JEP draft: Unify the Basic Primitives with Objects (Preview)
Owner | Dan Smith |
Type | Feature |
Scope | SE |
Status | Draft |
Effort | XL |
Duration | L |
Created | 2021/01/13 22:40 |
Updated | 2021/02/16 10:59 |
Issue | 8259731 |
Summary
Unify the basic primitives (int
, double
, etc.) with objects by modeling
the basic primitive values as instances of primitive classes (a feature introduced in
another JEP)
and repurposing the wrapper class declarations to act as the basic primitives'
class declarations. As a result of this change, all Java values are objects.
This is a
preview language and VM feature.
Goals
This JEP includes the following:
-
Library changes: migrating the eight wrapper classes (
java.lang.Integer
,java.lang.Double
, etc.) to be reference-favoring primitive classes -
Language changes: treating basic primitive values as instances of the migrated wrapper classes, and the primitive type keywords (
int
,double
, etc.) as aliases for their primitive value types; supporting method invocation, primitive reference conversion, and array covariance on these types -
JVM changes: treating the basic primitive array types as equivalent to the corresponding primitive object array types
-
Core reflection changes: changing the behavior of the eight
Class
objects representing the basic primitive types (int.class
,double.class
, etc.) to model their class declarations
Non-Goals
The core functionality of primitive objects and classes is introduced in a separate JEP. This JEP is only concerned with applying those features to the eight basic primitive types.
This JEP does not address the interaction of primitive value types, including
int
, double
, etc., with Java's generics. Separate JEPs will address the
need for primitive value types as type arguments, and eventually optimize the
performance of these parameterizations.
This JEP does not propose any new kinds of numeric primitives, or any new capabilities for Java's unary and binary operators.
Motivation
Java is an object-oriented programming language, but its basic primitive values—booleans, integers, and floating-point numbers—are not objects. This was a sensible design choice when the language was created, as each object required a significant amount of overhead and indirection. But it meant that the basic primitive values did not support some of the useful features of objects, like instance methods, subtyping, and (later) generics.

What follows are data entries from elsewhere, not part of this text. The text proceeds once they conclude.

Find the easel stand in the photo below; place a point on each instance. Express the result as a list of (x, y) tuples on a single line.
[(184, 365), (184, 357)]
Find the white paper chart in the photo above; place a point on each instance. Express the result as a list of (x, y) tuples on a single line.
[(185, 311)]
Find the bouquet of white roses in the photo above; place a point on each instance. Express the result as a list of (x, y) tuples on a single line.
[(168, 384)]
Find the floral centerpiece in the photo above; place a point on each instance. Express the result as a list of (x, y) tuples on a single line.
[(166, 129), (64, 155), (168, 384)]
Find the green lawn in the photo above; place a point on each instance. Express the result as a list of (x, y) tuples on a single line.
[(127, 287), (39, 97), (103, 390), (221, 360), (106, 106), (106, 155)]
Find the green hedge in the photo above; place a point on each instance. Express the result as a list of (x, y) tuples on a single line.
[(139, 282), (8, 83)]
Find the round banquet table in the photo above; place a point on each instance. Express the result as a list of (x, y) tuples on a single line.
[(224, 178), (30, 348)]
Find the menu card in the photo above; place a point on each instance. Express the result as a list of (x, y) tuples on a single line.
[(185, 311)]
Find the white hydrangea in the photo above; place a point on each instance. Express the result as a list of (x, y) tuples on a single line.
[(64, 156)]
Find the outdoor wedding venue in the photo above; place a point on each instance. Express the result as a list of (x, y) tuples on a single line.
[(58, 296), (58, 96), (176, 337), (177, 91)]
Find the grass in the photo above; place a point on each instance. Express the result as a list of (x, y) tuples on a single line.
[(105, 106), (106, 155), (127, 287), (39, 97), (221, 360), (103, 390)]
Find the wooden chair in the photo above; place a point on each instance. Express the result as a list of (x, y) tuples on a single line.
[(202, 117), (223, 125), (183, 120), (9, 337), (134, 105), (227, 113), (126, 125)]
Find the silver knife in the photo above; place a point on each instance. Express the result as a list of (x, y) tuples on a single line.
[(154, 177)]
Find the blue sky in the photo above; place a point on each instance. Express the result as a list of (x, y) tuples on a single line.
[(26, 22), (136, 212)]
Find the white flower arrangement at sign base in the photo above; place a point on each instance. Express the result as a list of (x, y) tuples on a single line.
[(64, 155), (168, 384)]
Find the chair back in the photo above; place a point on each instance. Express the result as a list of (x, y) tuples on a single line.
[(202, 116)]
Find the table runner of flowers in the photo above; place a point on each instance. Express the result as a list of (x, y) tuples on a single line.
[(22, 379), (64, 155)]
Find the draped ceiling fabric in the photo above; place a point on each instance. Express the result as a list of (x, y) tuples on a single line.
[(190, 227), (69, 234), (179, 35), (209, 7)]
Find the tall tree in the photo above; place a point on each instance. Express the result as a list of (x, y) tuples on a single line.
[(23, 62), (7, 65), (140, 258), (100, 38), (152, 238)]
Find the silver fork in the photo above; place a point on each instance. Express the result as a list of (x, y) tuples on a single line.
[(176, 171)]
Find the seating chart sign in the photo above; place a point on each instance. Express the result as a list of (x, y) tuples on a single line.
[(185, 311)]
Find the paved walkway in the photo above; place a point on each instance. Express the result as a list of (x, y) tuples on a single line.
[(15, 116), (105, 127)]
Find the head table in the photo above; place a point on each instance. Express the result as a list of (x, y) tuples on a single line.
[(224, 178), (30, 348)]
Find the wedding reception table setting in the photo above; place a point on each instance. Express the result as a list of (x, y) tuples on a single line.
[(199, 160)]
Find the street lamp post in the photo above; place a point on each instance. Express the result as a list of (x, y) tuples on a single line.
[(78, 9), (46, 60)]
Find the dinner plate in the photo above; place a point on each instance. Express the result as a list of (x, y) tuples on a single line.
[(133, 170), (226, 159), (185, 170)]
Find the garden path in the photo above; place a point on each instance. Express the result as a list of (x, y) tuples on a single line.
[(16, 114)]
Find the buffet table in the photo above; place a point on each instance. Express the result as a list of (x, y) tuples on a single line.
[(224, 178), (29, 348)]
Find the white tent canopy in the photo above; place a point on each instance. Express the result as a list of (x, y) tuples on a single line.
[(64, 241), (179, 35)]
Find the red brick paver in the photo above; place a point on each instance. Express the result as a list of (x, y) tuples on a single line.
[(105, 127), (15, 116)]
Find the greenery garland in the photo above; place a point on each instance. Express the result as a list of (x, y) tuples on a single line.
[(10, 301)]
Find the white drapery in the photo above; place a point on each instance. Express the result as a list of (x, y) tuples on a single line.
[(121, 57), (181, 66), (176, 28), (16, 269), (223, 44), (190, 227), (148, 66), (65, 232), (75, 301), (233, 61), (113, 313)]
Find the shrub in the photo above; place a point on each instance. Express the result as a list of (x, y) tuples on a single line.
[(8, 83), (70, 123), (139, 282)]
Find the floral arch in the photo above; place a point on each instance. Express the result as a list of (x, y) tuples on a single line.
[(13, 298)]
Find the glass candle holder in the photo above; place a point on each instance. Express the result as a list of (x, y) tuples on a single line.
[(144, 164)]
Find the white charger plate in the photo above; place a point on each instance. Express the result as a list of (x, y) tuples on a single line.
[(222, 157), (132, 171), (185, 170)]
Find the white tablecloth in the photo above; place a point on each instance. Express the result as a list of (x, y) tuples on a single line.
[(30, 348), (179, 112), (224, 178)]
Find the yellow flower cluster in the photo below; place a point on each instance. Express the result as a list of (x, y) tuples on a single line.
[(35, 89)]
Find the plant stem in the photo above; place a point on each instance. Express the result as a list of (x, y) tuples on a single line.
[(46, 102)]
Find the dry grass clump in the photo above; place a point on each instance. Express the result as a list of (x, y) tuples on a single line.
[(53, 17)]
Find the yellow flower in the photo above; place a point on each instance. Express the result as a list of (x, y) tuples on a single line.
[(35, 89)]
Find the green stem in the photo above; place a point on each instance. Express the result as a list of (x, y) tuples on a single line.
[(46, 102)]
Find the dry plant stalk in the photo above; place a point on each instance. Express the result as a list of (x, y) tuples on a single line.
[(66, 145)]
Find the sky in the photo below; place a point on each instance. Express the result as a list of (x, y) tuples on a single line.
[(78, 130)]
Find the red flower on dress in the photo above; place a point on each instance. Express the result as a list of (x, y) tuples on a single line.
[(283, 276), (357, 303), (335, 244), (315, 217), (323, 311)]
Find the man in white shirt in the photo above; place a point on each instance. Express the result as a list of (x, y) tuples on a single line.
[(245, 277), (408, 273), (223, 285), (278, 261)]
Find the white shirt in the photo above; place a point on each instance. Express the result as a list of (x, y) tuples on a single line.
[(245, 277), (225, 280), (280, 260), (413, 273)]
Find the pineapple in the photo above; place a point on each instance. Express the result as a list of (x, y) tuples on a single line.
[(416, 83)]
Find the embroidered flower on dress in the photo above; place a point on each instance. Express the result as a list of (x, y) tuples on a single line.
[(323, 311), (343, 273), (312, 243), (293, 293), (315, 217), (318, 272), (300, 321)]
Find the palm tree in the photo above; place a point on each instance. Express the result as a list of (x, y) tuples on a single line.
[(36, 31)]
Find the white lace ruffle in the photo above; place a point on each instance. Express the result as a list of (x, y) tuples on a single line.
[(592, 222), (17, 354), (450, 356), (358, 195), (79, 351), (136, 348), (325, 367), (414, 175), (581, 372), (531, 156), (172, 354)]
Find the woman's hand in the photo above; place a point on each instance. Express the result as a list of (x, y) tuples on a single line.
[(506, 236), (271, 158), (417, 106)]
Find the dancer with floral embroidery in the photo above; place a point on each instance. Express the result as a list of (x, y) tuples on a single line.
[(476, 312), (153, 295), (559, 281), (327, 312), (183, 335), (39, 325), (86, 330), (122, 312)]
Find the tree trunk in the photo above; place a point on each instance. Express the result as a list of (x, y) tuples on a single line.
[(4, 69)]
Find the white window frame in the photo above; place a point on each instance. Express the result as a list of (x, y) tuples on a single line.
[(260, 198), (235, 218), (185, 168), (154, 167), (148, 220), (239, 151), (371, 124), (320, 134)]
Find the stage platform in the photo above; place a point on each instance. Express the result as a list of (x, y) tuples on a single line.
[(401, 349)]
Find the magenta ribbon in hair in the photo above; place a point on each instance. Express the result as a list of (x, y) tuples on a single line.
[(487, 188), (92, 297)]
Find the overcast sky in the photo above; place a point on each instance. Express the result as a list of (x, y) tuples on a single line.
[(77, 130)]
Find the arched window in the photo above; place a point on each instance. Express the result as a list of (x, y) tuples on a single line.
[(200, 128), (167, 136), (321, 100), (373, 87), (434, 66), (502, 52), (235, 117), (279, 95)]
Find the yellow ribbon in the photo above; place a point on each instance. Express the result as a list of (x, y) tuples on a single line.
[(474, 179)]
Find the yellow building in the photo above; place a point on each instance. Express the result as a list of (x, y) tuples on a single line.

As a workaround, the original standard library provided wrapper classes, each of which stored a single primitive value and presented it as an object. In Java 5, implicit boxing and unboxing conversions were introduced, transparently converting the basic primitive values to wrapper class instances, and vice versa, as required by the program.
But the wrapper class workaround is imperfect. It doesn't entirely hide the
effects of conversions—boxing a single value twice, for example, may yield two
objects that are not ==
to each other. More importantly, in many applications
wrapping primitive values in objects has significant runtime costs, and
programmers must weigh those costs against the benefit of greater
expressiveness.
The primitive objects feature, introduced by a separate JEP, eliminates most of the overhead of modeling identity-free values as objects. As a result, it's now practical to treat the basic primitive values as first-class objects in all contexts. At last, we can claim that every value is an object!
Each primitive object needs a primitive class; to which class should the int
values belong? A lot of existing code assumes that an Object
modeling a basic
primitive value will belong to a wrapper class. Since there's no longer any need
to wrap basic primitive values, we can minimize disruption by repurposing the
wrapper classes—treating int
values as instances of java.lang.Integer
,
boolean
values as instances of java.lang.Boolean
, etc.
By defining the basic primitive types with primitive class declarations, we're able to provide them with instance methods and integrate them into the class subtyping graph. Interoperability of primitive value types with generics will be pursued in a separate JEP.
Description
The features described below are preview features, enabled with the
--enable-preview
compile-time and runtime flags.
Basic primitive classes
Th eight basic primitive classes are the following:
java.lang.Boolean
java.lang.Character
java.lang.Byte
java.lang.Short
java.lang.Integer
java.lang.Long
java.lang.Float
java.lang.Double
The compiler and bootstrap class loader use special logic to locate these class files; when preview features are enabled, modified versions of the classes are located.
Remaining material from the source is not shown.